3.5. Verder is het beroep mede ingesteld door [appellante B]. De Afdeling begrijpt dat met het beroep van [appellante B] is beoogd beroep in te stellen namens [appellante A]. Vaststaat dat [appellante G], [appellante C] en [appellant D] de beherende vennoten van [appellante A] zijn, zodat hun beroep aan [appellante A] kan worden toegerekend. Nu [appellante A] het benzinestation aan de Rijksweg A4 2 exploiteert en beheert, is zij belanghebbende in de zin van artikel 1:2, eerste lid, van de Awb. Voor zover de raad, het college en DCB aanvoeren dat [appellante A] geen zienswijze heeft ingediend, overweegt de Afdeling dat namens [gemachtigde B] een zienswijze is ingediend. Ter zitting is komen vast te staan dat [appellante G] dezelfde persoon als [gemachtigde B] is. Die zienswijze moet worden geacht te zijn ingediend door [appellante A].
Daarnaast is het beroep mede ingesteld door [appellante G], [appellante C] en [appellant D]. In hun hoedanigheid van beherende vennoten hebben zij niet een rechtstreeks belang, maar een afgeleid belang bij het plan en de omgevingsvergunning en kunnen zij daarom niet als belanghebbende in de zin van artikel 1:2, eerste lid, van de Awb worden aangemerkt.
3.6. Gelet op wat in 3.4 en 3.5 is overwogen, is het beroep van [appellante] en anderen, voor zover ingesteld door [gemachtigde A], [appellant F], [appellante G], [appellante C] en [appellant D], niet-ontvankelijk. Alleen het beroep voor zover ingesteld door [appellante] en [appellante A] (hierna te noemen: [appellanten]) is ontvankelijk.
Toetsingskader
4. Bij de vaststelling van een bestemmingsplan moet de raad bestemmingen aanwijzen en regels geven die de raad uit een oogpunt van een goede ruimtelijke ordening nodig acht. De raad heeft daarbij beleidsruimte en moet de betrokken belangen afwegen. De Afdeling beoordeelt aan de hand van de beroepsgronden of het besluit tot vaststelling van het bestemmingsplan in overeenstemming is met het recht. De Afdeling stelt niet zelf vast of het plan in overeenstemming is met een goede ruimtelijke ordening, maar beoordeelt aan de hand van die gronden of de raad zich in redelijkheid op het standpunt heeft kunnen stellen dat het plan strekt ten behoeve van een goede ruimtelijke ordening.
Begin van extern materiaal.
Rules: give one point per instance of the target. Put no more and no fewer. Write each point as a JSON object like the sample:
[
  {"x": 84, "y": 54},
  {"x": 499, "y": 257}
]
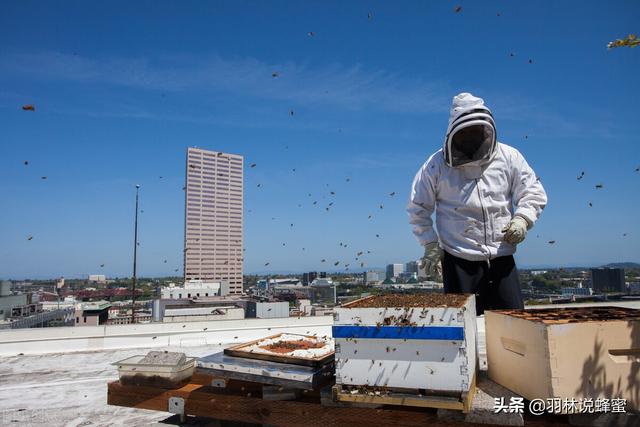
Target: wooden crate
[
  {"x": 407, "y": 397},
  {"x": 579, "y": 353},
  {"x": 427, "y": 344}
]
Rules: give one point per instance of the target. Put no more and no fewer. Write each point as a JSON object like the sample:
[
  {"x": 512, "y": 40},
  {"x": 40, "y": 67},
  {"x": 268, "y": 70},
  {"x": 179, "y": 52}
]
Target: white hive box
[
  {"x": 566, "y": 353},
  {"x": 425, "y": 341}
]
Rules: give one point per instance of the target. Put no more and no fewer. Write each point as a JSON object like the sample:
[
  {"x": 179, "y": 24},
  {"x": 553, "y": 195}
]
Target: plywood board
[{"x": 306, "y": 350}]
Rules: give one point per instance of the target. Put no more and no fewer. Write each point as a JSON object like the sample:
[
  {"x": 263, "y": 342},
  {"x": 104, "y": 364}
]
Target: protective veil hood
[{"x": 471, "y": 134}]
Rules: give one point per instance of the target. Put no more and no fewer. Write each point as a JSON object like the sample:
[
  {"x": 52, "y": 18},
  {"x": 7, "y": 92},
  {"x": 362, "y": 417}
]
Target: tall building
[
  {"x": 371, "y": 277},
  {"x": 394, "y": 270},
  {"x": 607, "y": 280},
  {"x": 411, "y": 267},
  {"x": 213, "y": 218},
  {"x": 309, "y": 277}
]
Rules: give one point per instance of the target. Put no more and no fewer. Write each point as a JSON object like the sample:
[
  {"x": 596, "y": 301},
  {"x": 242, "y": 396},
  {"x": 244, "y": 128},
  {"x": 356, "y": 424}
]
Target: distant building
[
  {"x": 309, "y": 277},
  {"x": 97, "y": 278},
  {"x": 213, "y": 218},
  {"x": 92, "y": 313},
  {"x": 411, "y": 267},
  {"x": 577, "y": 291},
  {"x": 267, "y": 310},
  {"x": 607, "y": 280},
  {"x": 406, "y": 275},
  {"x": 394, "y": 270},
  {"x": 8, "y": 301},
  {"x": 372, "y": 277},
  {"x": 201, "y": 312},
  {"x": 191, "y": 289},
  {"x": 322, "y": 282}
]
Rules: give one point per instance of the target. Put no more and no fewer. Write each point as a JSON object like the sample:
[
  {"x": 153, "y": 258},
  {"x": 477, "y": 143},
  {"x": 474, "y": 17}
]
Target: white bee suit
[{"x": 473, "y": 201}]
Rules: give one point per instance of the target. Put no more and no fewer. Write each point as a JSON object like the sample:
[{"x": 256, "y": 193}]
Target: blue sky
[{"x": 122, "y": 88}]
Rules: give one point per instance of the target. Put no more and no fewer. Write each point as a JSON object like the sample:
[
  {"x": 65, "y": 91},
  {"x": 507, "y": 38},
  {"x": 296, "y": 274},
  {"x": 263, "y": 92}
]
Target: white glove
[
  {"x": 516, "y": 230},
  {"x": 430, "y": 262}
]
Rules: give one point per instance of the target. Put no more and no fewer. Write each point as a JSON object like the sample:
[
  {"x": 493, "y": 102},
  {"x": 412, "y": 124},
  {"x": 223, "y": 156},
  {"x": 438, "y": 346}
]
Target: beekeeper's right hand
[{"x": 431, "y": 261}]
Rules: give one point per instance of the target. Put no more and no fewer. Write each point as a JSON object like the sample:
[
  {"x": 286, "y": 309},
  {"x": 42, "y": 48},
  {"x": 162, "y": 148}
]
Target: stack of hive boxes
[{"x": 419, "y": 342}]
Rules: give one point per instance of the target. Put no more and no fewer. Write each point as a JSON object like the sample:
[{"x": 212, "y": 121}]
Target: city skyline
[{"x": 347, "y": 115}]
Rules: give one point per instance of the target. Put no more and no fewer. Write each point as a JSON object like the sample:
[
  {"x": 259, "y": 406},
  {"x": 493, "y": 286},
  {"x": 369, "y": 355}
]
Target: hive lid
[
  {"x": 574, "y": 314},
  {"x": 165, "y": 358},
  {"x": 403, "y": 301}
]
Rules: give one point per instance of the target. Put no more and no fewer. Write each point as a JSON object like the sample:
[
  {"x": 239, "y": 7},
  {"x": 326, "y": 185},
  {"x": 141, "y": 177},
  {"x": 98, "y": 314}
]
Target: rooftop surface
[{"x": 71, "y": 388}]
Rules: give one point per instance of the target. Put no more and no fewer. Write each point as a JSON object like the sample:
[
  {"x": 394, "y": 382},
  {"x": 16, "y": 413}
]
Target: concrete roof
[{"x": 71, "y": 388}]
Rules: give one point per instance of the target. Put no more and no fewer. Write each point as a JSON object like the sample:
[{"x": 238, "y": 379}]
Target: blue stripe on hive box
[{"x": 402, "y": 332}]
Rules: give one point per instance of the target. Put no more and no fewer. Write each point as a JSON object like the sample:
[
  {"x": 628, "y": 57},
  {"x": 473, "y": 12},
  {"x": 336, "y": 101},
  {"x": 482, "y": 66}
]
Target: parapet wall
[{"x": 182, "y": 334}]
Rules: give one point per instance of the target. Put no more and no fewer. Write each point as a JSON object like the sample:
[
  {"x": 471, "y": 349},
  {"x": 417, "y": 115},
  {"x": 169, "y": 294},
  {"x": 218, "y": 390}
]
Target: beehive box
[
  {"x": 425, "y": 341},
  {"x": 579, "y": 353}
]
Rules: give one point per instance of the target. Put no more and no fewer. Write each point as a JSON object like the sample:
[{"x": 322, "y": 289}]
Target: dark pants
[{"x": 496, "y": 285}]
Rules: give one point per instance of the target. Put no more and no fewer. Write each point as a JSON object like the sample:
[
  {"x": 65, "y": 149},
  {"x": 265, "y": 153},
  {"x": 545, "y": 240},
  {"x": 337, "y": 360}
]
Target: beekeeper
[{"x": 486, "y": 197}]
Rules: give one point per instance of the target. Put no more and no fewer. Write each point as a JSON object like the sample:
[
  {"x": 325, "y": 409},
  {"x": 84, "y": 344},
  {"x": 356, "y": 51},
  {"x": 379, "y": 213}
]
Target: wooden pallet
[{"x": 407, "y": 398}]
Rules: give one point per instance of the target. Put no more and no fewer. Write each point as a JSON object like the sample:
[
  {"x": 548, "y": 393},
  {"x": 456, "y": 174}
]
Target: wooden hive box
[
  {"x": 421, "y": 342},
  {"x": 582, "y": 352}
]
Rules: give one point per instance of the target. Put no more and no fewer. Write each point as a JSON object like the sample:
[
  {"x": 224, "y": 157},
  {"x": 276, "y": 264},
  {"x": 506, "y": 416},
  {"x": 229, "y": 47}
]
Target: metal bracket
[
  {"x": 176, "y": 405},
  {"x": 219, "y": 382}
]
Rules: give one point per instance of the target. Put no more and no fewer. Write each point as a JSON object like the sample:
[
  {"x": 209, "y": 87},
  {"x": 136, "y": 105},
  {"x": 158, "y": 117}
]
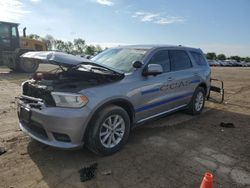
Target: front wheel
[
  {"x": 109, "y": 131},
  {"x": 197, "y": 102}
]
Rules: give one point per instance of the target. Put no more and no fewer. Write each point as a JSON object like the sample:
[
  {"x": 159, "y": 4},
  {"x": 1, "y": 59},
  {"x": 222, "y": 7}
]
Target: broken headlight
[{"x": 69, "y": 100}]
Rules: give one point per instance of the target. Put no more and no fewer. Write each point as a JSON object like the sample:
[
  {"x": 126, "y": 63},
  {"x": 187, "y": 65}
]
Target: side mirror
[
  {"x": 153, "y": 69},
  {"x": 137, "y": 64}
]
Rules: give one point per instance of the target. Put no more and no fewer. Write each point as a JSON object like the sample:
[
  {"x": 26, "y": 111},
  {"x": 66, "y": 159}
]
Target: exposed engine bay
[{"x": 72, "y": 79}]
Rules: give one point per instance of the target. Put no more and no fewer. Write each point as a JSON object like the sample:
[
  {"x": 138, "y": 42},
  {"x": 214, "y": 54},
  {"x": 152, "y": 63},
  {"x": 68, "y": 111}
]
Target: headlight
[{"x": 69, "y": 100}]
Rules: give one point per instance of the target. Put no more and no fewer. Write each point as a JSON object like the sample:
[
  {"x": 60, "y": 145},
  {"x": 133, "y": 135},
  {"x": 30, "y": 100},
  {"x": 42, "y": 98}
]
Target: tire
[
  {"x": 27, "y": 66},
  {"x": 98, "y": 140},
  {"x": 197, "y": 102}
]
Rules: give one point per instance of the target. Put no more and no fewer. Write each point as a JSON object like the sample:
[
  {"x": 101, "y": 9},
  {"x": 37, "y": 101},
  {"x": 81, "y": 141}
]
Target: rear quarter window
[
  {"x": 199, "y": 59},
  {"x": 179, "y": 60}
]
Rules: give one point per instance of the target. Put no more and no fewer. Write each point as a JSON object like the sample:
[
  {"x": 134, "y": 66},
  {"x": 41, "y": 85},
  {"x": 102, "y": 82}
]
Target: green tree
[
  {"x": 247, "y": 59},
  {"x": 236, "y": 58},
  {"x": 211, "y": 56},
  {"x": 221, "y": 57},
  {"x": 90, "y": 50},
  {"x": 79, "y": 46},
  {"x": 49, "y": 40},
  {"x": 59, "y": 45},
  {"x": 34, "y": 36},
  {"x": 98, "y": 49}
]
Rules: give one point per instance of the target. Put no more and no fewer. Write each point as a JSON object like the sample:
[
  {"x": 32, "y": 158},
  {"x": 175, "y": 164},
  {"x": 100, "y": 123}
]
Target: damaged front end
[{"x": 72, "y": 75}]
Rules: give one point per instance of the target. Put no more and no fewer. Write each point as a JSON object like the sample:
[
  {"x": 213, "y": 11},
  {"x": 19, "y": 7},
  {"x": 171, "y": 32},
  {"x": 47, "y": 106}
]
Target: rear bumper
[
  {"x": 46, "y": 123},
  {"x": 9, "y": 58}
]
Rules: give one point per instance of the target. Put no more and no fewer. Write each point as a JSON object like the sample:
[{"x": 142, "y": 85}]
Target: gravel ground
[{"x": 174, "y": 151}]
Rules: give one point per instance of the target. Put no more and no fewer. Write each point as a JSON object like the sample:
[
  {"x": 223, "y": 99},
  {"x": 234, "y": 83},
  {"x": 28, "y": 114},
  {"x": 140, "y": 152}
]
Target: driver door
[{"x": 155, "y": 96}]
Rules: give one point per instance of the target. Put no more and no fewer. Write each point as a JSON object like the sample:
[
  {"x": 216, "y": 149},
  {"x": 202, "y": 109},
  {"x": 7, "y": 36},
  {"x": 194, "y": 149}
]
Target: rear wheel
[
  {"x": 109, "y": 131},
  {"x": 197, "y": 103}
]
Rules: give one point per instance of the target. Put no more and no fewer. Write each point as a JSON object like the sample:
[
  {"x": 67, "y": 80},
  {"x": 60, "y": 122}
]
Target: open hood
[{"x": 56, "y": 58}]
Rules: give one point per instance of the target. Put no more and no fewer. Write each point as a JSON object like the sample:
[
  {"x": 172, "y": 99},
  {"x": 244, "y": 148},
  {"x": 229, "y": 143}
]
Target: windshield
[
  {"x": 4, "y": 31},
  {"x": 119, "y": 58}
]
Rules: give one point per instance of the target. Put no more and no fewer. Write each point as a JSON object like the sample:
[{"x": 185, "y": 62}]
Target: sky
[{"x": 221, "y": 26}]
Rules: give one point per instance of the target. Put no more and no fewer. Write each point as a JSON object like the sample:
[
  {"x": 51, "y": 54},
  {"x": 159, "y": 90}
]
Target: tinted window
[
  {"x": 119, "y": 58},
  {"x": 199, "y": 59},
  {"x": 161, "y": 58},
  {"x": 13, "y": 32},
  {"x": 179, "y": 60}
]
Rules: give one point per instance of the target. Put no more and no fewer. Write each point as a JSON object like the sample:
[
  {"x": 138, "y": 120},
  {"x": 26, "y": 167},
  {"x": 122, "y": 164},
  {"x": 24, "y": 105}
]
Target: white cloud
[
  {"x": 35, "y": 1},
  {"x": 105, "y": 2},
  {"x": 157, "y": 18},
  {"x": 12, "y": 10},
  {"x": 227, "y": 49}
]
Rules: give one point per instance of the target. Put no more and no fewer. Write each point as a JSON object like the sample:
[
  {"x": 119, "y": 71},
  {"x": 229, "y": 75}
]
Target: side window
[
  {"x": 161, "y": 57},
  {"x": 179, "y": 60},
  {"x": 14, "y": 32},
  {"x": 199, "y": 59}
]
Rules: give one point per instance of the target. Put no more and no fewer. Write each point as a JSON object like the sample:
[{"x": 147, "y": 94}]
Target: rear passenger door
[
  {"x": 154, "y": 98},
  {"x": 182, "y": 76}
]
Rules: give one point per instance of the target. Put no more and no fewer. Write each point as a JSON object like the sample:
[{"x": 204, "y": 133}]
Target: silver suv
[{"x": 97, "y": 102}]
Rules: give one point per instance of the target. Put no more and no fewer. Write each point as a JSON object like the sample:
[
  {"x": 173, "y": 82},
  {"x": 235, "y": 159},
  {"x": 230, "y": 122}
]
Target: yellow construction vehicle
[{"x": 12, "y": 47}]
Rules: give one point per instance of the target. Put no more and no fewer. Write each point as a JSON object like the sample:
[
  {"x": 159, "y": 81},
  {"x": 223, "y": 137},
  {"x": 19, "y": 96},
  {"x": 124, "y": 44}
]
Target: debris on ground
[
  {"x": 227, "y": 125},
  {"x": 2, "y": 151},
  {"x": 106, "y": 172},
  {"x": 88, "y": 173}
]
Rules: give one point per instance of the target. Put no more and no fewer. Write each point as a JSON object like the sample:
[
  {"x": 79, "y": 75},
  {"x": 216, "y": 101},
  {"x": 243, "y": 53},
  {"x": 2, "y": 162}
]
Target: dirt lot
[{"x": 174, "y": 151}]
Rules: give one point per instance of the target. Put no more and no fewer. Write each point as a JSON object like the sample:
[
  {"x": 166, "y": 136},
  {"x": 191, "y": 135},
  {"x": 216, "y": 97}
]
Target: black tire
[
  {"x": 94, "y": 142},
  {"x": 27, "y": 66},
  {"x": 192, "y": 108}
]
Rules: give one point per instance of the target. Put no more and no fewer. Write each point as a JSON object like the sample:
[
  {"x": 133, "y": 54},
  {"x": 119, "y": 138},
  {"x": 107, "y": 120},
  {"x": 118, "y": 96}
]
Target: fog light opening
[{"x": 61, "y": 137}]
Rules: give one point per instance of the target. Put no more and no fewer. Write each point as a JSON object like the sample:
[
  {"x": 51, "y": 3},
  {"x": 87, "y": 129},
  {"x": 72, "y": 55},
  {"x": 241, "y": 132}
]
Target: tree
[
  {"x": 79, "y": 46},
  {"x": 98, "y": 49},
  {"x": 34, "y": 36},
  {"x": 211, "y": 56},
  {"x": 59, "y": 45},
  {"x": 49, "y": 40},
  {"x": 247, "y": 59},
  {"x": 90, "y": 50},
  {"x": 236, "y": 58},
  {"x": 221, "y": 57}
]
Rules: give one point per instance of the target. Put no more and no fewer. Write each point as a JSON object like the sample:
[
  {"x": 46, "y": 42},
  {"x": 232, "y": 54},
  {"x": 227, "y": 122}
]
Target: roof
[
  {"x": 10, "y": 23},
  {"x": 154, "y": 46}
]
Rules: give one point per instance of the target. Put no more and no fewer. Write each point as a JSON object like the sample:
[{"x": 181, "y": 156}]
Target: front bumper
[{"x": 46, "y": 123}]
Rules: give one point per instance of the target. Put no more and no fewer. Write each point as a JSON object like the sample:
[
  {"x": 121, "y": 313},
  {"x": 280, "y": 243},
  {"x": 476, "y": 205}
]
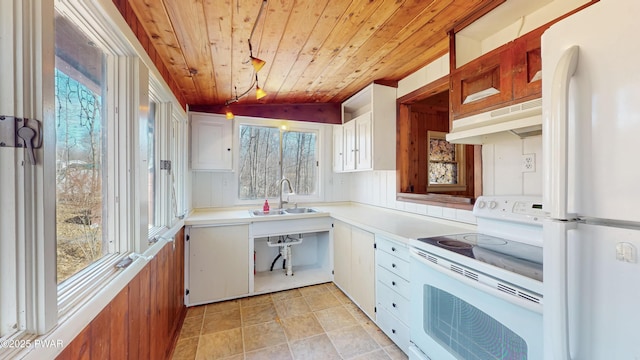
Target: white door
[
  {"x": 603, "y": 110},
  {"x": 349, "y": 145},
  {"x": 604, "y": 292},
  {"x": 363, "y": 270},
  {"x": 364, "y": 142},
  {"x": 342, "y": 255},
  {"x": 338, "y": 148},
  {"x": 218, "y": 263}
]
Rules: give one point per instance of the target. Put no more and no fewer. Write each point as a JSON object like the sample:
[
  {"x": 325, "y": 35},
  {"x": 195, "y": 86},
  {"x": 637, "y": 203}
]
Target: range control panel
[{"x": 525, "y": 209}]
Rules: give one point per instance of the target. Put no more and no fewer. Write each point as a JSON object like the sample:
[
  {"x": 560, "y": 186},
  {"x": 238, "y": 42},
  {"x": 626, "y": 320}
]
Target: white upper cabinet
[
  {"x": 211, "y": 142},
  {"x": 338, "y": 149},
  {"x": 368, "y": 132}
]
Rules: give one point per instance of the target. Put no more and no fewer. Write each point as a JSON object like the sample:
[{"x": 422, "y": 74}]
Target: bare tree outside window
[
  {"x": 260, "y": 161},
  {"x": 79, "y": 150}
]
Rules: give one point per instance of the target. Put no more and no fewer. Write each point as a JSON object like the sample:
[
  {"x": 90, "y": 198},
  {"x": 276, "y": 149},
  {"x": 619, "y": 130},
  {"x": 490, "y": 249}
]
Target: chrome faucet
[{"x": 280, "y": 183}]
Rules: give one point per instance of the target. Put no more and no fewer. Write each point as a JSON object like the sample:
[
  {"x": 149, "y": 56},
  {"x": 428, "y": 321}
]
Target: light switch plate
[{"x": 529, "y": 163}]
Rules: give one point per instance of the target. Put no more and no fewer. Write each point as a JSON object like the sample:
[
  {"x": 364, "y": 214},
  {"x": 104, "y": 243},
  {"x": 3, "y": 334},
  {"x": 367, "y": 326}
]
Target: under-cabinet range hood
[{"x": 523, "y": 120}]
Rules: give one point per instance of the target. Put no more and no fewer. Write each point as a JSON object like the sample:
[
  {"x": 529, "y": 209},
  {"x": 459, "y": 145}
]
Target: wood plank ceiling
[{"x": 315, "y": 50}]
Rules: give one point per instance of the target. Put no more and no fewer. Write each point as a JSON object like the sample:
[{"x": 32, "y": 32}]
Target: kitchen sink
[
  {"x": 268, "y": 213},
  {"x": 300, "y": 210},
  {"x": 276, "y": 212}
]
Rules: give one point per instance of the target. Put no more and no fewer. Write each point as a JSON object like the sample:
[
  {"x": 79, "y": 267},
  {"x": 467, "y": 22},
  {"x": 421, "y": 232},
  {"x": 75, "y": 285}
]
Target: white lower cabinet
[
  {"x": 392, "y": 290},
  {"x": 354, "y": 265},
  {"x": 218, "y": 265}
]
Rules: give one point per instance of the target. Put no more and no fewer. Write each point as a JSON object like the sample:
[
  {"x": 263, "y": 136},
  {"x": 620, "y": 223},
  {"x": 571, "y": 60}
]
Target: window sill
[{"x": 449, "y": 201}]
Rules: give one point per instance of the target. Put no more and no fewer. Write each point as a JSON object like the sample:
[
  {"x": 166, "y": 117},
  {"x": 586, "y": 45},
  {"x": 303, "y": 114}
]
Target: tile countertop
[{"x": 393, "y": 224}]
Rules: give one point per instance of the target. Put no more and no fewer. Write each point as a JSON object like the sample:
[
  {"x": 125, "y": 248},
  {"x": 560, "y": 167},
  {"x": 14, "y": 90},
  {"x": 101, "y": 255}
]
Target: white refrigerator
[{"x": 591, "y": 170}]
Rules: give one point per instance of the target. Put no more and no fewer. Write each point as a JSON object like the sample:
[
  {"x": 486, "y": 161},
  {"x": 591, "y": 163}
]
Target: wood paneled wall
[
  {"x": 143, "y": 321},
  {"x": 136, "y": 26}
]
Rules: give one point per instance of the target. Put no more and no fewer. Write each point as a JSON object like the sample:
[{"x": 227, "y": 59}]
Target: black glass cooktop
[{"x": 520, "y": 258}]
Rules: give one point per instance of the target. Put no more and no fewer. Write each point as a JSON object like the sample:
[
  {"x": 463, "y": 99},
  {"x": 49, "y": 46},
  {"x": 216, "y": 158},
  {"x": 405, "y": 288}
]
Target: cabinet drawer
[
  {"x": 393, "y": 281},
  {"x": 396, "y": 330},
  {"x": 393, "y": 302},
  {"x": 393, "y": 264},
  {"x": 392, "y": 247}
]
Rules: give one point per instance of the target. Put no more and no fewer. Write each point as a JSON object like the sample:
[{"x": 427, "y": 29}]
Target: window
[
  {"x": 80, "y": 150},
  {"x": 151, "y": 165},
  {"x": 267, "y": 154},
  {"x": 431, "y": 170},
  {"x": 446, "y": 163}
]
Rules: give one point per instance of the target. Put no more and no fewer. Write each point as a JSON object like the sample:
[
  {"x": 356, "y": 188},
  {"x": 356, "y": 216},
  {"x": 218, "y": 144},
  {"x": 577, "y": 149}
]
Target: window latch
[
  {"x": 165, "y": 165},
  {"x": 21, "y": 132}
]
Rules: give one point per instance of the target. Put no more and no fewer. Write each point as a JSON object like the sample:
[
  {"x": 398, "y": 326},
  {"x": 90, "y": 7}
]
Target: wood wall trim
[
  {"x": 134, "y": 23},
  {"x": 144, "y": 320},
  {"x": 326, "y": 113}
]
Het besluit van 20 september 2018
Verweerschrift te laat ingediend
5. [appellanten] betogen dat het verweerschrift wegens strijd met artikel 8:42, eerste lid, van de Awb, buiten beschouwing moet blijven omdat dit buiten de termijn is ingediend.
5.1. Artikel 8:42, eerste lid, van de Awb luidt:
"Binnen vier weken na de dag van verzending van de gronden van het beroepschrift aan het bestuursorgaan zendt dit de op de zaak betrekking hebbende stukken aan de bestuursrechter en kan het een verweerschrift indienen. Indien de bestuursrechter om een verweerschrift heeft verzocht, dient het bestuursorgaan binnen vier weken een verweerschrift in."
Artikel 8:58, eerste lid, van de Awb luidt:
"Tot tien dagen voor de zitting kunnen partijen nadere stukken indienen."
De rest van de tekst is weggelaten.